Единственное, что мешало Кэтрин немедленно обручиться с Роном, было то, что он попросту не подозревал о ее существовании. Каждый раз, когда она проходила мимо него в коридоре школы, сердце ее начинало бешено биться. Она отчаянно пыталась придумать какую-нибудь умную и пикантную фразу, услышав которую, Рон пригласил бы ее на свидание. Однако стоило Кэтрин приблизиться к нему, ее тут же охватывало оцепенение, и они молча расходились в разные стороны. Как «Куин Мэри» и жалкая плоскодонка, думала Кэтрин, теряя всякую надежду.


Обострилась финансовая проблема. Семья Кэтрин уже три месяца не платила за квартиру, и их не выселили только потому, что хозяйка была очарована отцом Кэтрин и восхищалась его грандиозными планами и изобретениями. Теперь Кэтрин слушала отца с глубокой грустью. Он был по-прежнему весел и с оптимизмом смотрел в будущее, но ей не только резал глаз его потрепанный внешний вид, она научилась читать у него в душе. Удивительное и беззаботное очарование, с которым он всегда брался за дело, воодушевляя окружающих своим энтузиазмом, ушло безвозвратно. Сейчас он напоминал Кэтрин маленького мальчика в обличье мужчины средних лет, рассказывающего невероятные истории о светлом будущем, чтобы спрятать за ними позор своих прошлых неудач. Неоднократно она наблюдала, как он приглашал с десяток людей на обед в ресторан, а затем с веселым видом отводил одного из гостей в сторону и занимал у него деньги, чтобы оплатить счет за обед, включая, разумеется, и щедрые чаевые. Обязательно щедрые, потому что ему нужно было поддерживать репутацию. Однако, видя всю несерьезность его поведения и зная, каким безответственным и равнодушным к ней он был как отец, Кэтрин все-таки любила этого человека. Ей нравилось, что в мире мрачных, угрюмых людей он проявлял такой энтузиазм и излучал столь яркий свет.

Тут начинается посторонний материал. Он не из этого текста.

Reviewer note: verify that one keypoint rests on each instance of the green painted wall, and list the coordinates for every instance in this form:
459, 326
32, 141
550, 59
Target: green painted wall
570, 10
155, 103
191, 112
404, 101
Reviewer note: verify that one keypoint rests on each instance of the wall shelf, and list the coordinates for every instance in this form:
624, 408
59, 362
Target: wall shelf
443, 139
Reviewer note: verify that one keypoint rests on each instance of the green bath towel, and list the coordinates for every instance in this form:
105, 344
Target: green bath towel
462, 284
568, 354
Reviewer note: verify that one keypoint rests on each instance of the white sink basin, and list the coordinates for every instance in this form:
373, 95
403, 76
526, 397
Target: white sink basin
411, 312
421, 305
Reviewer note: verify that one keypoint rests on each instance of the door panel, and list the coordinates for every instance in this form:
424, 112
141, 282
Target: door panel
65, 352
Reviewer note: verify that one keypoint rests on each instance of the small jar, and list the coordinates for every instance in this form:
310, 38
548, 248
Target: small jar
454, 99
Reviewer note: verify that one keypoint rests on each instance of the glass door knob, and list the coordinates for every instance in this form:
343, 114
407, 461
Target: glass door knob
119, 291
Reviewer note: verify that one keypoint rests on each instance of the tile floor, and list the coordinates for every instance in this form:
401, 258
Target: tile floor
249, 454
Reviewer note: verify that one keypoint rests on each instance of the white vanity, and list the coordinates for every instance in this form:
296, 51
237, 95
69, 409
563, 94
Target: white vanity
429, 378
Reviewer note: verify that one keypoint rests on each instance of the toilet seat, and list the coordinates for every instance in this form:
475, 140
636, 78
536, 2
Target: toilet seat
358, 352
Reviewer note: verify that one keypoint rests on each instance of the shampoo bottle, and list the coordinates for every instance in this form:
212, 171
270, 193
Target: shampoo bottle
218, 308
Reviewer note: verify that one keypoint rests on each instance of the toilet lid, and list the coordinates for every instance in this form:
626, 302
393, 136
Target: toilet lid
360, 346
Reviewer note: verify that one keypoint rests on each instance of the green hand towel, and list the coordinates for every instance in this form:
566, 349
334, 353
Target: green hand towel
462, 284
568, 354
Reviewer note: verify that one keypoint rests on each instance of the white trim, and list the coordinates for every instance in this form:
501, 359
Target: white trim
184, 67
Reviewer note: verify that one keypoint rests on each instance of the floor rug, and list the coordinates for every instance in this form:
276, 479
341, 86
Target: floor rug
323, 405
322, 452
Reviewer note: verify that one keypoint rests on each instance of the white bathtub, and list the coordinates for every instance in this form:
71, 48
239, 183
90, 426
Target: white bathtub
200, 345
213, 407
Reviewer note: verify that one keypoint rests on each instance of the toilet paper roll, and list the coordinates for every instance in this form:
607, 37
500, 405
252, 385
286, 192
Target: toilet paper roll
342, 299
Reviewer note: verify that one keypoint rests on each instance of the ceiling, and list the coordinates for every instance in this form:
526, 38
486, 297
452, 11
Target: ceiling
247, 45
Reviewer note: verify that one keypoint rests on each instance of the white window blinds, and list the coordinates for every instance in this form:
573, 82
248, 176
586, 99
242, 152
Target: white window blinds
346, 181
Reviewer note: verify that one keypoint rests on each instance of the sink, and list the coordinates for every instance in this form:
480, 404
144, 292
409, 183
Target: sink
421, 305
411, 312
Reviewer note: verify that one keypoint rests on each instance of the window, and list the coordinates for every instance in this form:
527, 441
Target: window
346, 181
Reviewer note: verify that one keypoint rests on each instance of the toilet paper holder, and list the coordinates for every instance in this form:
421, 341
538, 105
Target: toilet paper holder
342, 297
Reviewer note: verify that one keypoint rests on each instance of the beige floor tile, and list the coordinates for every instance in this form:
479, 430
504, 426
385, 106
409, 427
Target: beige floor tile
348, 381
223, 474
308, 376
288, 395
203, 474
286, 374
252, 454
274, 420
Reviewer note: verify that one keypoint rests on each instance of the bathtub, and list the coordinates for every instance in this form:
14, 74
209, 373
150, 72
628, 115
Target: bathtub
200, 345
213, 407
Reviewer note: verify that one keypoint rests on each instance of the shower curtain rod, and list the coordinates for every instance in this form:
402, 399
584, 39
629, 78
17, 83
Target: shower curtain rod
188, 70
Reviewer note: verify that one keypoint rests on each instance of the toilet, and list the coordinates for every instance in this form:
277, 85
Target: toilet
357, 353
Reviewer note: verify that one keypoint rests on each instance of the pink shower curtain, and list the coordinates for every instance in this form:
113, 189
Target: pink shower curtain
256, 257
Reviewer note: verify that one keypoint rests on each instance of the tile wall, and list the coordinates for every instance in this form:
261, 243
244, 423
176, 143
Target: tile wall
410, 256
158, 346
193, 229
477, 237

Он обладал этим бесценным даром и охотно делился им с окружающими.

В конце концов, рассуждала Кэтрин, со своими прекрасными мечтами, которые никогда не сбываются, он гораздо лучше матери, испытывающей страх перед всякой мечтой.

В апреле мать умерла от сердечного приступа. Кэтрин впервые столкнулась со смертью. Их небольшая квартира заполнилась друзьями и соседями, пришедшими выразить родственникам свои соболезнования. Сочувствовавшие шепотом произносили неискренние благочестивые фразы, как это всегда бывает, когда у кого-то в семье происходит несчастье.

Смерть высосала из матери все соки, лишила ее каких бы то ни было признаков жизни и превратила во что-то крохотное и высохшее. А может быть, именно жизнь низвела ее до такого состояния, подумала Кэтрин. Она пыталась вспомнить хоть что-нибудь общее, что связывало их при жизни матери, те случаи, когда они вместе смеялись над чем-то, поверяли друг другу свои сокровенные тайны. Однако как она ни старалась, в ее воспоминаниях оставалось место лишь для отца, энергичного и веселого. Ей казалось, что жизнь матери была всего-навсего слабой тенью, исчезнувшей в солнечном свете памяти. Кэтрин смотрела на мать, лежащую в гробу и напоминающую восковую фигуру, одетую в простое черное платье с белым воротником, и думала, какая никчемная у нее была жизнь. Для чего она жила? И чувства, обуревавшие Кэтрин несколько лет назад, вновь нахлынули на нее. Она твердо решила чего-то добиться в жизни, стать личностью, оставить по себе память в мире, чтобы не закончить свой земной путь в безымянной могиле, когда мир не будет ни знать, ни интересоваться тем, что на свете когда-то жила Кэтрин Александер, которая потом умерла и была предана земле.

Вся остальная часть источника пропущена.